Ma questo richiede anche scelte politiche chiare. Proteggere significa agire: servono procedure più rapide, misure di allontanamento realmente vincolanti, sostegno alle vittime senza burocrazia e una tutela dell’infanzia che non si limiti a raccomandazioni. Prevenzione, sì, ma accompagnata da responsabilità, limiti chiari e pene dure per chi li oltrepassa. La sicurezza non nasce da slogan: nasce da regole rispettate e da istituzioni che funzionano.

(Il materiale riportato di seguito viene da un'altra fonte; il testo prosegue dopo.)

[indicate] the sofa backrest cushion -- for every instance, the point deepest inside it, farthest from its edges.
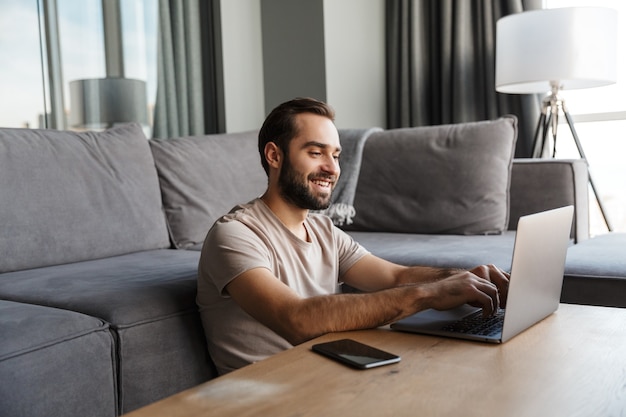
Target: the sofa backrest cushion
(203, 178)
(68, 196)
(449, 179)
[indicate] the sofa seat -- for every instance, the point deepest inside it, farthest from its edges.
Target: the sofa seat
(148, 299)
(595, 271)
(43, 344)
(450, 251)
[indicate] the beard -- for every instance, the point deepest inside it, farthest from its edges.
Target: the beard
(294, 187)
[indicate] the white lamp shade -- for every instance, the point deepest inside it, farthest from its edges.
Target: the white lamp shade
(575, 47)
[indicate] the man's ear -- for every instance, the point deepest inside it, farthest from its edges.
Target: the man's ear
(273, 155)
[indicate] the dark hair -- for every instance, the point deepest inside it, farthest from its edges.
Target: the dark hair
(280, 126)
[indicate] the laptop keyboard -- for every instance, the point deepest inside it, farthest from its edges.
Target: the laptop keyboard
(475, 323)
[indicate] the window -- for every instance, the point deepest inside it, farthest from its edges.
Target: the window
(45, 59)
(600, 121)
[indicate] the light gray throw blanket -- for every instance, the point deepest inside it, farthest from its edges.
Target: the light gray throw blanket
(341, 209)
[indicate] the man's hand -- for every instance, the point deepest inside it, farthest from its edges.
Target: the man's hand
(498, 277)
(484, 286)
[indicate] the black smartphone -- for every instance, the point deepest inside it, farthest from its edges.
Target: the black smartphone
(355, 354)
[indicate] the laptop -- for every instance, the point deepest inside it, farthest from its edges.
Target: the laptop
(534, 293)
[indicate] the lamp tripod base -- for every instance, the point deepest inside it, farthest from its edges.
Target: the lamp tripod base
(549, 120)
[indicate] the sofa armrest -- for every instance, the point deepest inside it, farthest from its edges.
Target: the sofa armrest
(543, 184)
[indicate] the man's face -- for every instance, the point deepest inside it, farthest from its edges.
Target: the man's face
(310, 169)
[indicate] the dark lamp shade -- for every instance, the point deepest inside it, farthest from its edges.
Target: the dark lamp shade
(104, 102)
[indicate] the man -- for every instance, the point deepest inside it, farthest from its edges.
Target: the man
(270, 269)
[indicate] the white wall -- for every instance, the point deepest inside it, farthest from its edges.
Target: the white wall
(355, 61)
(243, 64)
(354, 56)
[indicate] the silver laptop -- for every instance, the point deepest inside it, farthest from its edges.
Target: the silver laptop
(534, 291)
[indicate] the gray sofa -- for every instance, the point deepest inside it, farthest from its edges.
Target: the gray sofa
(101, 235)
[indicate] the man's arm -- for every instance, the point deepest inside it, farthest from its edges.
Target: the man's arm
(371, 273)
(298, 319)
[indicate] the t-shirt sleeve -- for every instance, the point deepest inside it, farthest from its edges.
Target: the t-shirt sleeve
(230, 250)
(349, 251)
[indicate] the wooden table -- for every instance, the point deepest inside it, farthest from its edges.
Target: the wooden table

La violenza prospera nel silenzio. La dignità, invece, nasce quando una società trova finalmente il coraggio di dire basta — e di farlo ogni giorno, non una volta all’anno.
Ricordare il 20 e il 25 novembre significa onorare chi non ha voce e proteggere chi è più vulnerabile. Ma la memoria non può esaurirsi in due ricorrenze. La difesa dei diritti di donne e bambini deve abitare ogni giorno dell’anno, nelle scelte politiche come nei gesti quotidiani. Perché una società giusta non si misura dalle celebrazioni, ma dalla capacità di trasformare la consapevolezza in responsabilità permanente.